Monday, July 09, 2007

Sun, Sand and Sea: Old Feelings and New Beginnings

"I squint to look up,
the sun glares back at me.
Something says that my troubles,
will now be kind to me.
The wind whispers,
I have heard it before.
Listening to new words,
I see the change.
Angry sun burns,
the carefree wind blows,
smiling faces pass,
my toes wriggle in sand,
tired ideas breathe new life.
The world has not changed,
though everything feels new,
I know what has come and gone,
I was too lost to see,
all that has changed,
is me."-----------------------ME



The Drama Queen has been away from the blogosphere, she thought she had nothing to say. Nothing seemed to be important enough. The level of stagnation had reached new highs or should I say lows.
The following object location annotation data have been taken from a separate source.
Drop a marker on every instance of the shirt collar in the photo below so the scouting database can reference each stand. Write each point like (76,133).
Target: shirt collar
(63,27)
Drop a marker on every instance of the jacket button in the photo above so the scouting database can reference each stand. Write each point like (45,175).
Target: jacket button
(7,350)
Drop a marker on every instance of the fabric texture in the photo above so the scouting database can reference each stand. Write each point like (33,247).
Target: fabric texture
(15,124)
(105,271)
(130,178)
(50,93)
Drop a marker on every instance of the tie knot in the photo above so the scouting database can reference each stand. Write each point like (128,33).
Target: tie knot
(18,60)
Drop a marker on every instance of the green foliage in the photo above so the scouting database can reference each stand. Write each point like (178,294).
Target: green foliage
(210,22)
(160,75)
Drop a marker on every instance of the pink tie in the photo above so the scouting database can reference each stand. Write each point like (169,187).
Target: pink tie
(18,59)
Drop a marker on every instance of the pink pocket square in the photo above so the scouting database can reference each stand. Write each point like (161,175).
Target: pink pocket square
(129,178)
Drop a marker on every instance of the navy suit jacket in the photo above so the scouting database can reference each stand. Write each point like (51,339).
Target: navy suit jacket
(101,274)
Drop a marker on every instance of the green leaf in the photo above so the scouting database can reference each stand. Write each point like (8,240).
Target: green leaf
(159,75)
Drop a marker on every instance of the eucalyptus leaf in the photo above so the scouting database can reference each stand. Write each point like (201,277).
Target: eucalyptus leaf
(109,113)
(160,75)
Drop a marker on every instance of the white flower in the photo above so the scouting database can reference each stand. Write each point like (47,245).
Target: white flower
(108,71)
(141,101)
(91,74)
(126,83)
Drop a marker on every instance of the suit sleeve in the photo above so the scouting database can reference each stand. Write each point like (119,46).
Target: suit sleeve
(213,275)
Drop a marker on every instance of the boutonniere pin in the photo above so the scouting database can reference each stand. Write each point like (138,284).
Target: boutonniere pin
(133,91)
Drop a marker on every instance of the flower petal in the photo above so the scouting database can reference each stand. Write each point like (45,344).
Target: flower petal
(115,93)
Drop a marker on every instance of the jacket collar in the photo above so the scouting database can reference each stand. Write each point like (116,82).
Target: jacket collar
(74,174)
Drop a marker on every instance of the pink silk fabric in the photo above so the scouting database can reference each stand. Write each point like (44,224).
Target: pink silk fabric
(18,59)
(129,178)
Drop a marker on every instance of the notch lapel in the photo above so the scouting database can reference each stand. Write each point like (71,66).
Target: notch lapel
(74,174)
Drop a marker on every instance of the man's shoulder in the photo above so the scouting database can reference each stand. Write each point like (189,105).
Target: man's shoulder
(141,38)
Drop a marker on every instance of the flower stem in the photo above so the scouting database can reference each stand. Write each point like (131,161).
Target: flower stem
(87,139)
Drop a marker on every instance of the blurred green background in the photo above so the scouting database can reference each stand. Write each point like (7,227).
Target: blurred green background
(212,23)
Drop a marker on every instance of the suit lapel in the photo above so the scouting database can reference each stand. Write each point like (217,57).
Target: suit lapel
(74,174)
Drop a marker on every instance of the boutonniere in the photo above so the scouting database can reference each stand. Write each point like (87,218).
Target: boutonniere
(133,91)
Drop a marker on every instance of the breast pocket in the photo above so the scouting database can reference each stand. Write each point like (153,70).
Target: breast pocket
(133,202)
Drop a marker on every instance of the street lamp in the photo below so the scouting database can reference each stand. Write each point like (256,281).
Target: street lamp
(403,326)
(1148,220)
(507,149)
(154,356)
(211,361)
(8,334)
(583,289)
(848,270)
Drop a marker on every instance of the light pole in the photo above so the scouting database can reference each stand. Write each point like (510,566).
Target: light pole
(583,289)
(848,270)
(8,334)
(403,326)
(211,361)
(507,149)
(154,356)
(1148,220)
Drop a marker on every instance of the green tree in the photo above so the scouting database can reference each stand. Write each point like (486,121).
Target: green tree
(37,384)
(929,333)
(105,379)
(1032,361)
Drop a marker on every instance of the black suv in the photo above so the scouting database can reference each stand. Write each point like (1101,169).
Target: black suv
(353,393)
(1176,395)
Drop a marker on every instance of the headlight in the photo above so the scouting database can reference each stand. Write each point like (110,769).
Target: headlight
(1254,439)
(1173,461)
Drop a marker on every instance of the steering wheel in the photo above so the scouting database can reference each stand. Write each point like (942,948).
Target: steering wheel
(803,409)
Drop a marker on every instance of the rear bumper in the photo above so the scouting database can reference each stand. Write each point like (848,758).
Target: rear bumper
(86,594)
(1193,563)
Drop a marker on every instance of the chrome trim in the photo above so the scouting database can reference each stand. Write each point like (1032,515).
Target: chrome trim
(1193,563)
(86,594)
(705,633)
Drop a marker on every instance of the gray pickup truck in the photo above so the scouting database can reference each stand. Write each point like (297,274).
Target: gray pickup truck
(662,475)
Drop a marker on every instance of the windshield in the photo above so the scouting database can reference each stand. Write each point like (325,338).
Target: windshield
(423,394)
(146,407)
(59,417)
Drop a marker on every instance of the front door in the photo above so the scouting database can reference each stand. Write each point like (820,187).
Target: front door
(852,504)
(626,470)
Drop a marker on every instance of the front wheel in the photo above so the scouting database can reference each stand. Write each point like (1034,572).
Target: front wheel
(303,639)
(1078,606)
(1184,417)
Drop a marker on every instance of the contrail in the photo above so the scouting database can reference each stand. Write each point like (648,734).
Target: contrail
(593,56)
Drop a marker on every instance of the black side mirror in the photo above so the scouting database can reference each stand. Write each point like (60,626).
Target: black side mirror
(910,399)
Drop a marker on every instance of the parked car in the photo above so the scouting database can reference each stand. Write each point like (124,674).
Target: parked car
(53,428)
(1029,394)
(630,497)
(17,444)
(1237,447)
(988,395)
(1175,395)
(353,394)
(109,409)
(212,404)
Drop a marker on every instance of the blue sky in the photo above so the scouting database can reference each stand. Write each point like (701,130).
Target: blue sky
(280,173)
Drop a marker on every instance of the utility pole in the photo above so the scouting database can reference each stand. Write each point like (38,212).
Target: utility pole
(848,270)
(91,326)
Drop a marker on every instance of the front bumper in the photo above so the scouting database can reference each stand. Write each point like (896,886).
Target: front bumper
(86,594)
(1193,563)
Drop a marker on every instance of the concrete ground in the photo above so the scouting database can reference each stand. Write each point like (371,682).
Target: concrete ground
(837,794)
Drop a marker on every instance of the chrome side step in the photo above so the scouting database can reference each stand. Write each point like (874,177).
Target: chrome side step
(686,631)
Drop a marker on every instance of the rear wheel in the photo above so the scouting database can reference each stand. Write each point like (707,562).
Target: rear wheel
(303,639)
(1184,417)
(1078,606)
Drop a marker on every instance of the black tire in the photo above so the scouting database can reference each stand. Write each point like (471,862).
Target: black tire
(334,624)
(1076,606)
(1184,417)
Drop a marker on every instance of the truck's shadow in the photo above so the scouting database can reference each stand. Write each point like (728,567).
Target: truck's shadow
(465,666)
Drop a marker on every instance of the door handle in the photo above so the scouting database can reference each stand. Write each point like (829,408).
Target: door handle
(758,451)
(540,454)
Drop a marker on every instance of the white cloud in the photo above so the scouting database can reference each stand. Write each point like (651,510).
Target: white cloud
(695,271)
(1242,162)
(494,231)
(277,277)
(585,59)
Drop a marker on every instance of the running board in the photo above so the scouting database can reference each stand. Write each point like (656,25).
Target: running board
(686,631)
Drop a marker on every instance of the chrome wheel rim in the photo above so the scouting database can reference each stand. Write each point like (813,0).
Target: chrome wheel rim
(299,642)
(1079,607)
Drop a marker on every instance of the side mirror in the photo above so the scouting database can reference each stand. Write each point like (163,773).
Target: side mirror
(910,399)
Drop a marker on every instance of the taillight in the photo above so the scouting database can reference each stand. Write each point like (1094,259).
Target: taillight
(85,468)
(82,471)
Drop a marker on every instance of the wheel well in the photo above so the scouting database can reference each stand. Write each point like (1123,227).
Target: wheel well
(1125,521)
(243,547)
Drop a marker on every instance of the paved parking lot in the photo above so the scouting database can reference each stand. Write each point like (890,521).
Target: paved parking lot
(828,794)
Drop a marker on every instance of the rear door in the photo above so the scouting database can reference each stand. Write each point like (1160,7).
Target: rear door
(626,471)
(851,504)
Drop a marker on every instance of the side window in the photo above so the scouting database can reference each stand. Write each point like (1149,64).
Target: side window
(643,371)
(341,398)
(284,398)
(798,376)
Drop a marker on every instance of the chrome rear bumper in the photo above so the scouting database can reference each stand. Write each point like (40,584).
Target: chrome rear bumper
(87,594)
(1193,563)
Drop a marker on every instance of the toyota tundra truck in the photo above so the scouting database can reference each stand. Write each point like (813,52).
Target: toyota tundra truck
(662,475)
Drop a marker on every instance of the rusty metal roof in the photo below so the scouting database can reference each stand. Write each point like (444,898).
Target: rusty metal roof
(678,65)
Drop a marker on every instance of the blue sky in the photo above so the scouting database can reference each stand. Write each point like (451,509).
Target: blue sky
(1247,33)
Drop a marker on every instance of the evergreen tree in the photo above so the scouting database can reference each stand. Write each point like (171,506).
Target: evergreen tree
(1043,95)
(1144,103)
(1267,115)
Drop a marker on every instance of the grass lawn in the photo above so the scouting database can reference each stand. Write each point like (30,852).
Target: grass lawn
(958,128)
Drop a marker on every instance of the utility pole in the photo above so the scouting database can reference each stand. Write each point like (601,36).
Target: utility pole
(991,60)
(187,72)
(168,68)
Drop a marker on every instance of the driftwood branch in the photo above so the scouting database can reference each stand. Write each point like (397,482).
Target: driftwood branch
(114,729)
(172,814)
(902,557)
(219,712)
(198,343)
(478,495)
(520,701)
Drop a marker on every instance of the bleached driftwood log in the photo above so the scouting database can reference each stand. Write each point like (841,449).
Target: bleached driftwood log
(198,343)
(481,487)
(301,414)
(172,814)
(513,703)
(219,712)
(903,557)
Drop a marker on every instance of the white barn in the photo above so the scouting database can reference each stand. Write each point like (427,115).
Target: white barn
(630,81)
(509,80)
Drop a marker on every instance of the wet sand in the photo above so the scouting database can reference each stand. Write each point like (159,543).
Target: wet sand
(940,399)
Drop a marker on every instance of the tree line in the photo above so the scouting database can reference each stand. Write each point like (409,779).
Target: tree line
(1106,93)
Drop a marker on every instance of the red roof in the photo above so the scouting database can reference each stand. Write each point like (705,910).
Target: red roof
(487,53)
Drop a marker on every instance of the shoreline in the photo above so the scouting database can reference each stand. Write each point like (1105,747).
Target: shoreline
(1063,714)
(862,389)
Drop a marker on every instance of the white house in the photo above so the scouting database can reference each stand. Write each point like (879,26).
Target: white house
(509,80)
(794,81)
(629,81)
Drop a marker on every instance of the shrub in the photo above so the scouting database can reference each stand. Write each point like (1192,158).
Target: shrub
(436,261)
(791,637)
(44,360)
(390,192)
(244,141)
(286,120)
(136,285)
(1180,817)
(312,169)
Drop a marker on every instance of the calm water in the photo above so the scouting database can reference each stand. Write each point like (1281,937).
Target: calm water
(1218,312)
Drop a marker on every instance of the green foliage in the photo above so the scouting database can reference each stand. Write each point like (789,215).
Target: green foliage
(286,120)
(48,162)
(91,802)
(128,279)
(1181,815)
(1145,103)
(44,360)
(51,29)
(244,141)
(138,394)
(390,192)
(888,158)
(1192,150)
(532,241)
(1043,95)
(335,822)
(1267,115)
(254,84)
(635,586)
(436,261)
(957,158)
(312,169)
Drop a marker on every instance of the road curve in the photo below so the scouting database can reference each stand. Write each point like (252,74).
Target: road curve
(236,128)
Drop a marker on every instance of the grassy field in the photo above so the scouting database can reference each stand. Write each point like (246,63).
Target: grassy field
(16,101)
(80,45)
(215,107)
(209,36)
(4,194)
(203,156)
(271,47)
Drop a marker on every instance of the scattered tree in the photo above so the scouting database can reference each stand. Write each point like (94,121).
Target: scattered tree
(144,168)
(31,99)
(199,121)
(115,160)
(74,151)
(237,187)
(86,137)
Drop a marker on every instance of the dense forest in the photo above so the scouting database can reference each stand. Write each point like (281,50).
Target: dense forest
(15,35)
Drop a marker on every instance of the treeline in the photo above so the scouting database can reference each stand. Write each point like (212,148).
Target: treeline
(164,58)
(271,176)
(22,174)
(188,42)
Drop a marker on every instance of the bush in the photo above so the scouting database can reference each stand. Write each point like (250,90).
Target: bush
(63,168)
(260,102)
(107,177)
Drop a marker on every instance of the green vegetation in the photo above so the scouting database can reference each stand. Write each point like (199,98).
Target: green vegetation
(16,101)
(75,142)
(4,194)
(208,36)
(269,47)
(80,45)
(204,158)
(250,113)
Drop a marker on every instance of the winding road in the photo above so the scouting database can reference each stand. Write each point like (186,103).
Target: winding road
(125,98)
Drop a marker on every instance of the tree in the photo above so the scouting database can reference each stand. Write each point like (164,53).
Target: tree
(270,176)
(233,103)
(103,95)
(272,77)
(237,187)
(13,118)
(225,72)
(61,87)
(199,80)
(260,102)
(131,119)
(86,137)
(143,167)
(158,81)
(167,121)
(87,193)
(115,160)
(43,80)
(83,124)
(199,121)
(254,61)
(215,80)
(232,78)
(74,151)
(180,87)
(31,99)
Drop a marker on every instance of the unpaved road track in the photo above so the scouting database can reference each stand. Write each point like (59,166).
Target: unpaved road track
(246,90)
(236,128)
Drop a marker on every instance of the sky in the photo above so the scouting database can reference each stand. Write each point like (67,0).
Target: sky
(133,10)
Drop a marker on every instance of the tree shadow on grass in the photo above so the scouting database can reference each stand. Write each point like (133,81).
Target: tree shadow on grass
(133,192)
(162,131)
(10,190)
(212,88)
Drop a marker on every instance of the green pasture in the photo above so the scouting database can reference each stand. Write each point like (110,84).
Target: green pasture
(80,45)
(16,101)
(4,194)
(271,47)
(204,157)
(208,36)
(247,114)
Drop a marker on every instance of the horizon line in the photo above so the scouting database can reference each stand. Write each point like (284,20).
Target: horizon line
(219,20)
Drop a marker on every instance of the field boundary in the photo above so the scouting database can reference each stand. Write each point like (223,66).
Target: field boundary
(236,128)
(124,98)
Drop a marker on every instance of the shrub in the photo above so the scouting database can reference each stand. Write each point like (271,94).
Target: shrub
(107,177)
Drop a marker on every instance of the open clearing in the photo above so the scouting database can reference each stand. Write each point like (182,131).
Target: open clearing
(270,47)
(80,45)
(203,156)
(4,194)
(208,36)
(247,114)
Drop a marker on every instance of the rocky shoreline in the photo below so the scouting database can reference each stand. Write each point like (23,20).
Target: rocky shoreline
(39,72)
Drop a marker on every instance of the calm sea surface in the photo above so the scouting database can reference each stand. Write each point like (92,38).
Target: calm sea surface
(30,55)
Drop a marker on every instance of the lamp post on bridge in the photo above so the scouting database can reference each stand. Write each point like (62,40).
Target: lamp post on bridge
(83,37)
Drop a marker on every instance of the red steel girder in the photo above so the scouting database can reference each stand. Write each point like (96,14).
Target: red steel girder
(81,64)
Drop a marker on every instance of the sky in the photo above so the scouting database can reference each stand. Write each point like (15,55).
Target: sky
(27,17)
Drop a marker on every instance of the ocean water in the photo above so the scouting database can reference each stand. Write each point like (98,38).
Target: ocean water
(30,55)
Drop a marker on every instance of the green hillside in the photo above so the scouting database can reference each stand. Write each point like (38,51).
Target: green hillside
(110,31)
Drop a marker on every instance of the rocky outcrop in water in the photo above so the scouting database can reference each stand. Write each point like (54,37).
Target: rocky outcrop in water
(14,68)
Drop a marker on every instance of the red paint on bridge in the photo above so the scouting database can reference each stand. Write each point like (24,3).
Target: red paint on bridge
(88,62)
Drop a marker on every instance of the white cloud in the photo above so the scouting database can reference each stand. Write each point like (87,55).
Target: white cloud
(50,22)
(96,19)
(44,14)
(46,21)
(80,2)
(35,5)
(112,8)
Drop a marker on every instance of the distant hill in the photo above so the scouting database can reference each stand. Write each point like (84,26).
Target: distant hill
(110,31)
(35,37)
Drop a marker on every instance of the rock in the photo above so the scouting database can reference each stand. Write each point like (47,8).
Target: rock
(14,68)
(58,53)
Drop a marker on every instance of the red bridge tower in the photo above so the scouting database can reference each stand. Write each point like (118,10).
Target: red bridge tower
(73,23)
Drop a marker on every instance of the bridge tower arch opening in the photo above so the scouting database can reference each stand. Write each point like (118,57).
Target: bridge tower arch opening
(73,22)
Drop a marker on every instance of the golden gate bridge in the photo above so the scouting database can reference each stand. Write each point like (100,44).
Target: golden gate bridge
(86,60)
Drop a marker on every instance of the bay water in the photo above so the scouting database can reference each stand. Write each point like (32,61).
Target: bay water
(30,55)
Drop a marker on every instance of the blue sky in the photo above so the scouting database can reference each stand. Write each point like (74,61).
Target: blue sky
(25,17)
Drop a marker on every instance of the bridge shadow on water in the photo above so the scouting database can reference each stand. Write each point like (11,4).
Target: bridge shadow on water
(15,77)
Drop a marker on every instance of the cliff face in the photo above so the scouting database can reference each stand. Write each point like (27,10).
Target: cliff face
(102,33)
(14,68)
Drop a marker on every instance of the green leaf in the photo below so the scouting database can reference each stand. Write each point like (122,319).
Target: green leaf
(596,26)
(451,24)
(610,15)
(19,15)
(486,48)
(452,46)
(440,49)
Whatever the case may be, the past month has been spent in an attempt to clear the clutter in my head. I obsessed about jobs and money and my dissertation (which by the way, I still have not completed). I was fortunate to be granted an extension on the deadline. But have I learnt? No.! I sit here on a beautifully sunny day (a rare occurrence I must add), wishing and hoping I could run out and sit by the sea. I can see the boats and windsurfers and children running on the beach. The only running I got to do was out of the library and into the courtyard due to a annoying fire alarm. As the case every time, there was no fire. So my frantic running, clutching my belongings (too many I brought along today), was futile!
So annoyed and with broken rhythm I write a new post. Her highness has lately had oodles of time to introspect and analyse her life and the way she lives it. (This is a ritual with me, mainly just aimed at avoiding academic work, I like to make it sound important for that very reason).
Being broke and penny less is something I am not good at doing, I may not have enough to pay my phone bills but I will stop and stare at the shoe sale in Clarks. There is barely enough to pay next month's rent but I am off to Portugal in two days! Impulsive you say? I have had nicer adjectives, e.g., stupid, irresponsible, short-sighted, juvenile and the list goes on.
So, I ended up with no job, no money, an incomplete dissertation but I have new shoes that bite me every time I walk. I have finally admitted that I am a compulsive buyer, I buy things I don't need and I don't need the things I buy. Therefore, the current financial crisis is driving me nuts.
Cleaning jobs seemed to be beneath me most of my life (I mean I have rarely my bed when I was home), today I am ready to take anything I get. I considered some of them but then gave up and called Daddy. Knowing you will be Daddy's-girl has an immense satisfactory feeling. However, on the other end of the line I got a very angry and frustrated father, who didn't seem to happy at the prospect. Then again, it wasn't like he said no. Happy me is now awaiting the cheque. (jumping up and down)
This time though I am not going to spend it drinking away and travelling. Portugal is the last holiday for 2007. Now only work. I have become more organised now that I have learnt to live like an underprivileged member of the society. Ahem! That's an exaggeration. Now that I have learnt there isn't an unlimited supply of money for people who are as disorganised and irresponsible as me, I am going to watch what I do. No more dinners in fancy restaurants, no more impulsive buying or travelling. I will look for a job for survival, and not be snooty about anything. Most important of all I will have a plan, plans for everything. Small goals and everyday efforts to be more responsible :)
Hehe!!! Does this even sound like me?
I am not giving up my crazy antics though, I intend to stay just as annoying and animated.

1 comment:

Steady-as-rain said...

The results of the new plans? the cheque?